In the neighborhood, 42.2% of the working population is employed in manufacturing and laborer occupations. The second most important occupational group in this neighborhood is executive, management, and professional occupations, with 24.5% of the residents employed. Other residents here are employed in sales and service jobs, from major sales accounts, to working in fast food restaurants (22.3%), and 9.2% in clerical, assistant, and tech support occupations.
The most common language spoken in the neighborhood is English, spoken by 99.4% of households.
Boston's Beacon Hill blue-blood streets, Brooklyn's Orthodox Jewish enclaves, Los Angeles' Persian neighborhoods. Each has its own culture derived primarily from the ancestries and culture of the residents who call these neighborhoods home. Likewise, each neighborhood in America has its own culture – some more unique than others – based on lifestyle, occupations, the types of households – and importantly – on the ethnicities and ancestries of the people who live in the neighborhood. Understanding where people came from, who their grandparents or great-grandparents were, can help you understand how a neighborhood is today.

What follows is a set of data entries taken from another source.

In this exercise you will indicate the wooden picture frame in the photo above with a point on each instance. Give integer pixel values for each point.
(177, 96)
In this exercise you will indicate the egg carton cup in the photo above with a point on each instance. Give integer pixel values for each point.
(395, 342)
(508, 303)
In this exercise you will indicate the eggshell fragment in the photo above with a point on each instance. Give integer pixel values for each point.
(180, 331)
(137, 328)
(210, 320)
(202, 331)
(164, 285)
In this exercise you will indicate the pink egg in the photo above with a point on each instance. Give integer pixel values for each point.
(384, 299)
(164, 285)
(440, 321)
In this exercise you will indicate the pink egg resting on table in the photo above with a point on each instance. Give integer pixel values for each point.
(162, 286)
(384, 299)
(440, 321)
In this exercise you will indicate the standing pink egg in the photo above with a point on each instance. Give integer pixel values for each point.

In the neighborhood in Hiltons, VA, residents most commonly identify their ethnicity or ancestry as English (11.7%). There are also a number of people of Irish ancestry (9.6%), and residents who report German roots (5.3%), and some of the residents are also of Scots-Irish ancestry (3.9%), along with some Sub-Saharan African ancestry residents (1.8%), among others.
How you get to work – car, bus, train or other means – and how much of your day it takes to do so is a large quality of life and financial issue. Especially with gasoline prices rising and expected to continue doing so, the length and means of one's commute can be a financial burden. Some neighborhoods are physically located so that many residents have to drive in their own car, others are set up so many walk to work, or can take a train, bus, or bike. The greatest number of commuters in neighborhood spend between 15 and 30 minutes commuting one-way to work (36.1% of working residents), which is shorter than the time spent commuting to work for most Americans.
Here most residents (88.9%) drive alone in a private automobile to get to work. In addition, quite a number also carpool with coworkers, friends, or neighbors to get to work (8.9%) . In a neighborhood like this, as in most of the nation, many residents find owning a car useful for getting to work.